Por vezes, do fundo obscuro da alma humana, soterrada por paixões e terrores, nasce um impulso de se libertar da densa confusão dos tempos e erguer-se até a um ponto onde seja possível ver, por cima do caos e das tormentas, dos prazeres e das dores, um pouco da harmonia cósmica ou mesmo, para além dela, um fragmento de luz da secreta ordem transcendente que governa todas as coisas.
Este, é o impulso mais alto e mais nobre da alma humana.
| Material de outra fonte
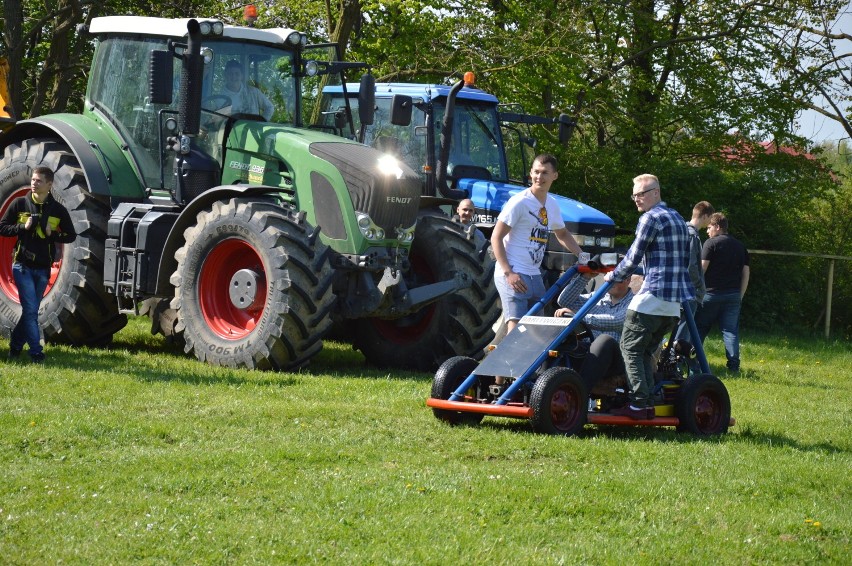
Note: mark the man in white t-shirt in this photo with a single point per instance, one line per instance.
(245, 99)
(520, 239)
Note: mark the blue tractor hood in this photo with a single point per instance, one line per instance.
(489, 197)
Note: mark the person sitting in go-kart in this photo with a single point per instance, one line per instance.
(605, 320)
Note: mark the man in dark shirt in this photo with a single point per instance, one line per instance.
(726, 273)
(39, 222)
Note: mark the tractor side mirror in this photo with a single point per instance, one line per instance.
(367, 100)
(161, 69)
(401, 110)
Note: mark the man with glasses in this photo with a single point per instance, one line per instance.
(662, 247)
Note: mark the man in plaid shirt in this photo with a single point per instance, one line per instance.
(662, 246)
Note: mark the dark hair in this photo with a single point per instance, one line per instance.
(45, 172)
(719, 219)
(547, 159)
(703, 208)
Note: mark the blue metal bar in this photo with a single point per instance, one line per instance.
(551, 294)
(696, 338)
(554, 290)
(575, 322)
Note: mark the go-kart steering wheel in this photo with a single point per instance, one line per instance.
(585, 331)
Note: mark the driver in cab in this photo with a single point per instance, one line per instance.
(240, 98)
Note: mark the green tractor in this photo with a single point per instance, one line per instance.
(231, 216)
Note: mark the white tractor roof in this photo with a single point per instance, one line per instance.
(165, 27)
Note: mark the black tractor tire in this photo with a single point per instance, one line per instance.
(560, 402)
(259, 245)
(163, 319)
(76, 308)
(460, 324)
(449, 376)
(703, 406)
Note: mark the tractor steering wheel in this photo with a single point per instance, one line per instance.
(210, 101)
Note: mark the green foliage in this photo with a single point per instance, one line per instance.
(139, 454)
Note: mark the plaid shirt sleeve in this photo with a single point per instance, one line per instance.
(606, 318)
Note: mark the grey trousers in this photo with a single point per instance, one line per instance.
(640, 338)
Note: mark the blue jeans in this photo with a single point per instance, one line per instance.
(31, 284)
(515, 304)
(724, 309)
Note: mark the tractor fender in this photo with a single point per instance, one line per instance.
(188, 216)
(107, 169)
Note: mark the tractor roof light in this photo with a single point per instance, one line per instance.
(297, 38)
(250, 14)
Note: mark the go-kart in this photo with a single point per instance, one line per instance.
(538, 362)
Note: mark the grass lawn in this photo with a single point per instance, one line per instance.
(141, 454)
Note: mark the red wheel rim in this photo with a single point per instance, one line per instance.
(221, 315)
(7, 246)
(563, 408)
(410, 328)
(708, 413)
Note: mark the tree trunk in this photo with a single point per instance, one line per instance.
(13, 14)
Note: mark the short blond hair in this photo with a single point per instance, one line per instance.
(647, 180)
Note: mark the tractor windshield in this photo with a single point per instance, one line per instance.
(246, 79)
(476, 139)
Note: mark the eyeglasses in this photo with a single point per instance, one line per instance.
(635, 196)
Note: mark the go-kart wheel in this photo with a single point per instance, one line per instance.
(449, 376)
(703, 406)
(559, 402)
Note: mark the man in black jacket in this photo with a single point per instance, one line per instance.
(39, 222)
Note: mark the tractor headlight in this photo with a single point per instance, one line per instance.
(389, 165)
(368, 229)
(405, 235)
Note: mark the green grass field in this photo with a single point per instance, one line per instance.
(141, 454)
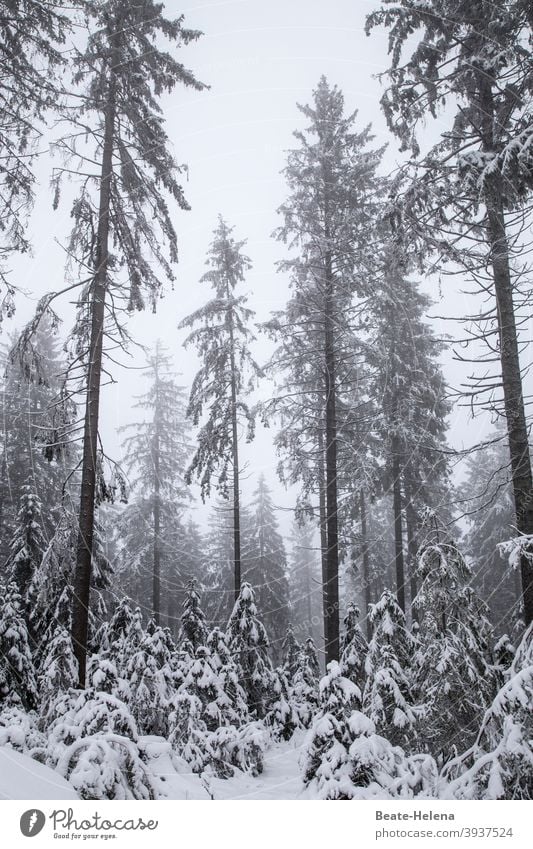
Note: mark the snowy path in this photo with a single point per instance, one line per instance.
(280, 779)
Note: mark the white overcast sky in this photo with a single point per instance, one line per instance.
(260, 59)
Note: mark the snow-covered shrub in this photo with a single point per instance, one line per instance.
(93, 744)
(17, 674)
(282, 717)
(248, 643)
(105, 767)
(19, 730)
(225, 668)
(193, 629)
(346, 759)
(290, 650)
(238, 748)
(103, 676)
(305, 683)
(151, 681)
(58, 673)
(454, 676)
(119, 639)
(326, 748)
(500, 763)
(387, 696)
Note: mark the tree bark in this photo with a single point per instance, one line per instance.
(517, 431)
(366, 562)
(512, 382)
(156, 575)
(323, 532)
(333, 643)
(398, 522)
(412, 547)
(235, 460)
(82, 575)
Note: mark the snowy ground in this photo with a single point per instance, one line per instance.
(22, 777)
(280, 779)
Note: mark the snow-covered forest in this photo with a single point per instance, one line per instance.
(298, 561)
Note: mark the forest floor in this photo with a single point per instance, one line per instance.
(281, 778)
(21, 777)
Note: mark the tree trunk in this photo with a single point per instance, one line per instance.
(82, 575)
(398, 522)
(235, 460)
(323, 532)
(509, 354)
(156, 575)
(366, 562)
(412, 546)
(333, 644)
(512, 382)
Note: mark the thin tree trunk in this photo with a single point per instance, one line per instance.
(398, 522)
(333, 643)
(323, 532)
(156, 576)
(235, 457)
(412, 547)
(509, 354)
(366, 562)
(82, 575)
(512, 383)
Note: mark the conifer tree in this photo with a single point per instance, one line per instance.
(248, 643)
(453, 668)
(156, 454)
(471, 62)
(266, 566)
(305, 582)
(193, 627)
(225, 378)
(411, 422)
(122, 223)
(354, 648)
(333, 195)
(500, 763)
(57, 674)
(305, 683)
(218, 578)
(17, 674)
(27, 546)
(151, 681)
(291, 651)
(488, 502)
(31, 37)
(388, 696)
(35, 420)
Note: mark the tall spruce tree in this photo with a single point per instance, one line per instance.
(411, 422)
(453, 668)
(222, 337)
(121, 216)
(266, 567)
(156, 455)
(333, 196)
(469, 197)
(32, 34)
(35, 421)
(487, 499)
(122, 223)
(305, 583)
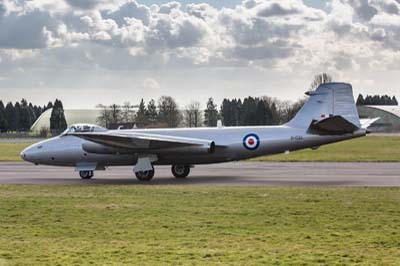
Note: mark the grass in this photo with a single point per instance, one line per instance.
(367, 149)
(150, 225)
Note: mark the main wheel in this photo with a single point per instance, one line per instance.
(86, 174)
(145, 175)
(180, 170)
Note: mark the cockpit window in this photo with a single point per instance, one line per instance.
(83, 128)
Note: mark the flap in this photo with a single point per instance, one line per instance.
(335, 125)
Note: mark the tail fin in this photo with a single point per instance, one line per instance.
(328, 100)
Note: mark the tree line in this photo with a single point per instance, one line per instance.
(165, 112)
(19, 117)
(376, 100)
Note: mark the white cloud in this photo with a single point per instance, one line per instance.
(150, 84)
(287, 36)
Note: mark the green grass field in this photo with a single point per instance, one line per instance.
(368, 149)
(150, 225)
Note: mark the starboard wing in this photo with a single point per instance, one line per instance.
(141, 142)
(334, 125)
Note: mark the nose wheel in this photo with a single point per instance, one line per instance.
(86, 174)
(145, 175)
(180, 170)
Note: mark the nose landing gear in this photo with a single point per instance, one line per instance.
(86, 174)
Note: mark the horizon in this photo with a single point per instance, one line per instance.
(91, 52)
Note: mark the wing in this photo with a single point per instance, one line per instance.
(335, 125)
(143, 142)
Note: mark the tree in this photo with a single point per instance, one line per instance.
(320, 79)
(211, 114)
(9, 115)
(141, 119)
(193, 115)
(168, 112)
(360, 100)
(127, 113)
(104, 119)
(58, 122)
(394, 101)
(248, 112)
(49, 106)
(115, 113)
(151, 112)
(3, 119)
(16, 116)
(25, 118)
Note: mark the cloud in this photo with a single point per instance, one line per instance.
(150, 84)
(284, 34)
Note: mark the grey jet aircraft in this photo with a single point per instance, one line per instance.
(329, 116)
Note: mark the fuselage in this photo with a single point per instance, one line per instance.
(232, 144)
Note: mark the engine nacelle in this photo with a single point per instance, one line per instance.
(103, 149)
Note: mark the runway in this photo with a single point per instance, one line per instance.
(228, 174)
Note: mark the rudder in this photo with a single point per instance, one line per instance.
(328, 100)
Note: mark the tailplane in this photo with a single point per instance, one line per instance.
(330, 109)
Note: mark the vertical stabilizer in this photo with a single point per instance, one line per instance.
(328, 100)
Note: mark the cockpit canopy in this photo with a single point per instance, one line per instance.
(83, 128)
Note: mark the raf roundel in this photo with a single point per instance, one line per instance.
(251, 141)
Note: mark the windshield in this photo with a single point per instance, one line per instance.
(83, 128)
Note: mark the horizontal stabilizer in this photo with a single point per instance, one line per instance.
(366, 123)
(335, 125)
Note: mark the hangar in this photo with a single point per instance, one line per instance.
(73, 116)
(389, 117)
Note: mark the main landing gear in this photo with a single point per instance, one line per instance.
(145, 175)
(86, 174)
(180, 170)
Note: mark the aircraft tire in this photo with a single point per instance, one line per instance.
(145, 175)
(180, 170)
(86, 174)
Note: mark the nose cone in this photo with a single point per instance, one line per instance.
(26, 154)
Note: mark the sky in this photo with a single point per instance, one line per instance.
(87, 52)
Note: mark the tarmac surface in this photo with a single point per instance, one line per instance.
(227, 174)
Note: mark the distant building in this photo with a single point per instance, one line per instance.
(73, 116)
(389, 117)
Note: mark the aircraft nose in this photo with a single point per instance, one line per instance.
(26, 154)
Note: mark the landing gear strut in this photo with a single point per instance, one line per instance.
(180, 170)
(145, 175)
(86, 174)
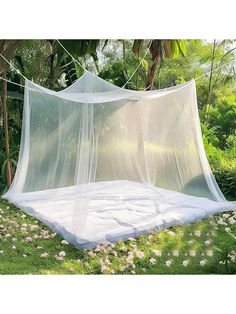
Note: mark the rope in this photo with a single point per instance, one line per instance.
(142, 59)
(17, 84)
(209, 72)
(71, 55)
(12, 66)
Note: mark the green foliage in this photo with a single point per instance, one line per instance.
(223, 164)
(222, 115)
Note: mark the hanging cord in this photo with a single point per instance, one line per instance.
(209, 72)
(12, 66)
(17, 84)
(71, 55)
(138, 66)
É dele que nascem todas as descobertas da sabedoria e das ciências, a própria possibilidade da vida organizada em sociedade, a ordem, as leis, a religião, a moralidade, e mesmo, por refracção, as criações da arte e da técnica que tornam a existência terrestre menos sofrida.
Nenhum outro desejo humano, por mais legítimo, pode disputar-lhe a primazia, pois é dele que todos adquirem a quota de nobreza que possam ter, residindo precisamente aí o critério último da diferença entre o humano e o sub-humano (ou anti-humano) e, por conseguinte, para além de toda controvérsia vã, a chave da distinção entre o bem e o mal.
É bom o que nos eleva à consciência da ordem e do sentido supremos, é mau o que dela nos afasta.
Não tem outro significado o Primeiro Mandamento: Ama a Deus sobre todas as coisas.
Acontece que a esse impulso fundamental corresponde um outro, dele derivado, mas não menos forte: aquele que leva o homem que entreviu a ordem e o sentido último a desejar repartir com os outros homens um pouco daquilo que viu.
Não há certamente maior benefício que se possa fazer a um semelhante do que lhe mostrar o caminho do espírito e da liberdade, pelo qual ele pode elevar-se a uma condição que, dizia o salmista, é apenas um pouco inferior à dos anjos.
Tal é, substancialmente, a forma concreta do amor ao próximo: dar ao outro o melhor e o mais alto daquilo que um homem obteve para si próprio.
Amamos o nosso próximo na medida em que o elevamos à altura dos anjos; fazemos-lhe o mal quando o rebaixamos à condição de bicho, seja com maus tractos, seja com afagos.
Nestas duas exigências está contida, dizia Cristo, toda a Lei e os profetas.